WASHINGTON − The message came at 4:28 p.m. on a Wednesday, seven days before Christmas and Hanukkah. Governing by social media was back, and so was Donald Trump.
Lawmakers had been eager to head home for the holidays after unveiling a stopgap funding bill to keep the U.S. government open that by all accounts looked to be cruising toward final passage. The president-elect had other plans, calling the bipartisan legislation pushed by GOP House leadership a “betrayal of our country” in a joint statement with Vice President-elect JD Vance posted on X.
Trump’s lightning bolt from Mar-a-Lago rocketed through the marble-floor halls of the Capitol. It stunned lawmakers, who had to go back to the drawing board. Chaos enveloped as frustrated Democrats urged their GOP colleagues to stand firm. Republicans seemed baffled.
“Enormous political disruption,” said Vermont Democratic Sen. Peter Welch after a reporter showed him Trump’s statement on a phone outside the Senate chamber. Speeding past journalists into an elevator, Alaska Republican Sen. Lisa Murkowski uttered, “It’s all a fascinating mess.”
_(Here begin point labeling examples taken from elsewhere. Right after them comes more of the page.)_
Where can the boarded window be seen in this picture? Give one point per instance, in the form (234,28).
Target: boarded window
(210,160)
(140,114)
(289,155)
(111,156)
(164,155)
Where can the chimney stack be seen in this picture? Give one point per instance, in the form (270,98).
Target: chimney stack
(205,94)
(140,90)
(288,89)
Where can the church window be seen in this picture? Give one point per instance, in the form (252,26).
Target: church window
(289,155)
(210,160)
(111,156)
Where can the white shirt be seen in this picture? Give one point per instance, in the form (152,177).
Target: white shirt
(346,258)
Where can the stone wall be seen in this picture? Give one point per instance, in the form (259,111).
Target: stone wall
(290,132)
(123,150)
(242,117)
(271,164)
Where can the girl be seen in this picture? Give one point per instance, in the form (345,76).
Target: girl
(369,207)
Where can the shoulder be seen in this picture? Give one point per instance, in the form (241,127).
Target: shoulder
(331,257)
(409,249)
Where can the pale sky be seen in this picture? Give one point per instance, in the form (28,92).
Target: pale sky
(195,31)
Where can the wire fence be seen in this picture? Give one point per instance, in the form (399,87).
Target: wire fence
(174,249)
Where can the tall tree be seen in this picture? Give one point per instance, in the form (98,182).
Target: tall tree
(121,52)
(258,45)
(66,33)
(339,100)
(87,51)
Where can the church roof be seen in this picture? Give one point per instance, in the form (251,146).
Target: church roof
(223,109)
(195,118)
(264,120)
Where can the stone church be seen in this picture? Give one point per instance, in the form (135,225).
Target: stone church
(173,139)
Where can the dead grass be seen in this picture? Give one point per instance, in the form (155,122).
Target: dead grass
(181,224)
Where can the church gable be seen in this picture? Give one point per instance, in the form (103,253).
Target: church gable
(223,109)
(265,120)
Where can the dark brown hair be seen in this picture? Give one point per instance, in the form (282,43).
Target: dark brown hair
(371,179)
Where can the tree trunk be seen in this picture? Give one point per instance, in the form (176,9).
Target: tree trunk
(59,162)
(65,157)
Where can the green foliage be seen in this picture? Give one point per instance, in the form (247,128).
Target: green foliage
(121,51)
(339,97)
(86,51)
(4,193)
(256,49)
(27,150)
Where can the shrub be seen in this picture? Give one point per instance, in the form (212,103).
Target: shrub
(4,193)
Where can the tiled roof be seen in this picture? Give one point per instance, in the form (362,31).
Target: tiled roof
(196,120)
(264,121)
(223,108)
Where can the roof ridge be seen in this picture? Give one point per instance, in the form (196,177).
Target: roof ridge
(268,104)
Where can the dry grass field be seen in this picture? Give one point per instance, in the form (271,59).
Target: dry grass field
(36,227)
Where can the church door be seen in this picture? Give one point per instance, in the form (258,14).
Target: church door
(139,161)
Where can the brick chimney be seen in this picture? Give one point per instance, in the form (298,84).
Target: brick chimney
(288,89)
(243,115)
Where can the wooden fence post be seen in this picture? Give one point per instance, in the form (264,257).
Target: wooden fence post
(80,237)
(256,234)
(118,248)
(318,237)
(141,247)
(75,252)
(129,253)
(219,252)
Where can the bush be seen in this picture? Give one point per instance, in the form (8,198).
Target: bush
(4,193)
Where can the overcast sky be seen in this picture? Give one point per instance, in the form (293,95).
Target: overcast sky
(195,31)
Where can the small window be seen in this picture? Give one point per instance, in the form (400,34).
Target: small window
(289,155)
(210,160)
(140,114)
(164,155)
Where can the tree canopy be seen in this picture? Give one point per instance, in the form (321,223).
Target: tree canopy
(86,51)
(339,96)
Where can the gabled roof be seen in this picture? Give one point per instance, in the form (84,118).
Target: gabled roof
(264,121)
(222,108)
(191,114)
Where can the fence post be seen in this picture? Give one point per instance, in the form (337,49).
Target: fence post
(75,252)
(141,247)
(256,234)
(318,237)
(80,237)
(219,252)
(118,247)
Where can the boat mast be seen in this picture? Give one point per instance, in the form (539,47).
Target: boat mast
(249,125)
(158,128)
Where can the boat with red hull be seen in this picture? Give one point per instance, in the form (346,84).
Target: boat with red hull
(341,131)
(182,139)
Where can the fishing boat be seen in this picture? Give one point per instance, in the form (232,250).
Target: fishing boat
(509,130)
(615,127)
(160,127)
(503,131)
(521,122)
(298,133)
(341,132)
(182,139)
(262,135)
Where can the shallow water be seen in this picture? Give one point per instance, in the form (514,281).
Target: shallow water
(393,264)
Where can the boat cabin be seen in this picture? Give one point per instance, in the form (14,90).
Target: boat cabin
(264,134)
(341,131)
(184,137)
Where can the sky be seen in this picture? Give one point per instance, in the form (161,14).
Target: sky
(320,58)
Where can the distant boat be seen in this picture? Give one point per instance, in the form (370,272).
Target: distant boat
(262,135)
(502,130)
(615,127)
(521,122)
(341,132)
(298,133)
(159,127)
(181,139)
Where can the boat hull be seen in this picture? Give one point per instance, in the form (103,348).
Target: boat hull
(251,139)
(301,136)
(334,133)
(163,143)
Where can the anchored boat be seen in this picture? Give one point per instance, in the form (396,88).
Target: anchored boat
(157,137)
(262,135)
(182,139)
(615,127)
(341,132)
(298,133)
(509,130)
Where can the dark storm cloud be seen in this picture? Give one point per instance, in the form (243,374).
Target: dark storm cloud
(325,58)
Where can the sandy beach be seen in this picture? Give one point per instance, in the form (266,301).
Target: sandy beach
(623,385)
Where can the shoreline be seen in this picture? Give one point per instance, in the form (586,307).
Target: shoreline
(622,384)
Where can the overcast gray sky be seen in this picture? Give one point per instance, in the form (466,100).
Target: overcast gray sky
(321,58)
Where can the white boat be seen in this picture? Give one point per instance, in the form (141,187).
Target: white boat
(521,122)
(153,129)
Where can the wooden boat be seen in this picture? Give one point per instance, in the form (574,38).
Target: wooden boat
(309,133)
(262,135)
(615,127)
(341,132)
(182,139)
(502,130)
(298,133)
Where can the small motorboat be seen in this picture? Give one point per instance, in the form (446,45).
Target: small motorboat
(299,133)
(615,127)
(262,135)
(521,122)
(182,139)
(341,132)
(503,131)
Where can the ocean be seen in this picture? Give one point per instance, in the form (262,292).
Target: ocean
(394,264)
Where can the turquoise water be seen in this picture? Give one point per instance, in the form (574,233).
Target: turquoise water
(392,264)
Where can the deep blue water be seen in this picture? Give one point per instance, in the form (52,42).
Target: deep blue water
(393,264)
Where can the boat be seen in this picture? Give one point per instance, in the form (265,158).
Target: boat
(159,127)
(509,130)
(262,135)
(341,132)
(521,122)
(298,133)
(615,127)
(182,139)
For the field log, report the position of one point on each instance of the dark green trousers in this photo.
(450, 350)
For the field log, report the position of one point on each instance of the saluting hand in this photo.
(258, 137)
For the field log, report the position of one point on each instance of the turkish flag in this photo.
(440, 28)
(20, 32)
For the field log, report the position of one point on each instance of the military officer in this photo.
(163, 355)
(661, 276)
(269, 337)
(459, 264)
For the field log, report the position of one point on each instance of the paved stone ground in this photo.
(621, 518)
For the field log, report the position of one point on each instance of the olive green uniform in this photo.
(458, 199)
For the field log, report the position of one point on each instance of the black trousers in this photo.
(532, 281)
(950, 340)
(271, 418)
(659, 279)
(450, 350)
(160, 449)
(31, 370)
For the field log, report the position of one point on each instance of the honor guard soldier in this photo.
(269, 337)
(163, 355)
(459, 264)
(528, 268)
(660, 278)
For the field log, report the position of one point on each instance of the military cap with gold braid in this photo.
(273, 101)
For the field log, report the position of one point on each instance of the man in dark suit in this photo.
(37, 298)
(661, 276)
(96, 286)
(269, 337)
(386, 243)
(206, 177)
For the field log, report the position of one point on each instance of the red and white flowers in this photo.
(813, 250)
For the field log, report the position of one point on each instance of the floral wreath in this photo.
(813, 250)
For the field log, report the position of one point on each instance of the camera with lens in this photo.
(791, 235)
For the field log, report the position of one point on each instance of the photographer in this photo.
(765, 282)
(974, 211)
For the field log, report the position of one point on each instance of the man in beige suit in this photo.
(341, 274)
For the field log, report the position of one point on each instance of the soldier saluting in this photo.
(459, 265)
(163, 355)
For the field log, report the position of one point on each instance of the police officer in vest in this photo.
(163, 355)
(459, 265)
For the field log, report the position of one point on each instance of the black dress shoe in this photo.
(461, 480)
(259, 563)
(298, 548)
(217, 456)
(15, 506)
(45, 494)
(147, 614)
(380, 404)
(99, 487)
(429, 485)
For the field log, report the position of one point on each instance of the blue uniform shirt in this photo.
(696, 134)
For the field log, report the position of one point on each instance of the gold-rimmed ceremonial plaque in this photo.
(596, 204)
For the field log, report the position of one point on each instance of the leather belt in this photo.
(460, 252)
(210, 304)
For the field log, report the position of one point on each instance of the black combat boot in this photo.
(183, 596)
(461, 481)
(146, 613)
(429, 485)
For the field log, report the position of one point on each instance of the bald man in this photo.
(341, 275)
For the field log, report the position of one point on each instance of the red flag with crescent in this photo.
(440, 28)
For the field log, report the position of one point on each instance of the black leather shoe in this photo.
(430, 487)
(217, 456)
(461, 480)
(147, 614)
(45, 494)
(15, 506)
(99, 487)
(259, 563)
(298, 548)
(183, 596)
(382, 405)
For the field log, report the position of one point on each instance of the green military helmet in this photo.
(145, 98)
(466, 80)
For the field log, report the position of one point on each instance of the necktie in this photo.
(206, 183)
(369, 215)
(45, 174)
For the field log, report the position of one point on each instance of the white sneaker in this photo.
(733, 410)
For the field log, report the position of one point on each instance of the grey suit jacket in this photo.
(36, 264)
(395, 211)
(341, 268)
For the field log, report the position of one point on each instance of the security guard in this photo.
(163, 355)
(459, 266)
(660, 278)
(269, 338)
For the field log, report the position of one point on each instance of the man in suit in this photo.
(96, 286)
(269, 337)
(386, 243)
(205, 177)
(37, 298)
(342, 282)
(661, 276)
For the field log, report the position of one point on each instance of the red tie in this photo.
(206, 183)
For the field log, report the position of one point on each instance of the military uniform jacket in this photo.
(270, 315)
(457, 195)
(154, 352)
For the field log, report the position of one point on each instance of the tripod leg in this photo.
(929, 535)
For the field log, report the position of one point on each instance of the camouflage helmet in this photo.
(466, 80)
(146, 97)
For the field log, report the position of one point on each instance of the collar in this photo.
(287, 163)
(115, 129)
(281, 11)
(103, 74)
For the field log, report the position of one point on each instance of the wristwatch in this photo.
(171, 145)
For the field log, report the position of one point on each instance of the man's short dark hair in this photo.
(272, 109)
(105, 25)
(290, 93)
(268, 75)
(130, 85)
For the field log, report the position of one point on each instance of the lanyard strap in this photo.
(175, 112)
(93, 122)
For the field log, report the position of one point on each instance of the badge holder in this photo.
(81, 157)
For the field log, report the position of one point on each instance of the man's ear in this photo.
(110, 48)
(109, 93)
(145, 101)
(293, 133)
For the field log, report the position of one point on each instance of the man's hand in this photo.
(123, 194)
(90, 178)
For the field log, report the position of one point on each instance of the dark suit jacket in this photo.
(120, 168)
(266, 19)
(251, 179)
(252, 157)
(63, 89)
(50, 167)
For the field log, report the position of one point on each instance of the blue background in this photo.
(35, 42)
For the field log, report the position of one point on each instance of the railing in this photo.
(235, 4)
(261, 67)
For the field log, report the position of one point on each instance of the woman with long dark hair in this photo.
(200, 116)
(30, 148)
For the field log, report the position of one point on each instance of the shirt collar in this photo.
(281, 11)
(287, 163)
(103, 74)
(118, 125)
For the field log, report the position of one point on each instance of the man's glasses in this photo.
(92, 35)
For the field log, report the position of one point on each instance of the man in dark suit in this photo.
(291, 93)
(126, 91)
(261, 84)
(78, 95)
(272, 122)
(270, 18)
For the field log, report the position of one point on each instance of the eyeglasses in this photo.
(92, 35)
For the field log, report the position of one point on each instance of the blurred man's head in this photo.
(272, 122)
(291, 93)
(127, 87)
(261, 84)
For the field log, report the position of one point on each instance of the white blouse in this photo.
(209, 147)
Trump 2.0 was already looking a lot like Trump 1.0 – unpredictable and tumultuous, with plenty of Republican infighting. He wasn’t even president yet, but Trump was flexing his authority over the legislative process and demonstrating his appetite for conflict. As Trump’s second-term Inauguration Day approaches on Monday, the president-elect’s allies and his critics tell USA TODAY they expect ample upheaval over the coming months, with a new Republican administration arriving stocked with bomb-throwers and advisers like Elon Musk, the world’s richest man, claiming massive change is needed to save the country. It’s exactly what Trump promised during the campaign and what many voters want from the next four years.
Polls have shown a majority of Americans approved of Trump’s 70-plus day transition since his victory over Democratic presidential nominee Kamala Harris. During this period, Time magazine named Trump person of the year. The history-making criminal cases that consumed so much of Trump’s time and attention during his 2024 presidential campaign have been falling away. His Mar-a-Lago estate in South Florida became a conservative celebrity magnet and host of headline-generating press events where the star attraction’s remarks have geopolitical consequences. It’s also where Trump strategized over his picks for key administration roles, making decisions that signal an American leader who plans to move fast and break things, according to interviews with nearly three dozen Trump insiders, allies and opponents.
“I think he’s going to come out of the box with a head of steam and he’s going to move very quickly in a way that will be dizzying, and for some disorienting,” said Ralph Reed, founder of the Faith & Freedom Coalition and a longtime Trump supporter.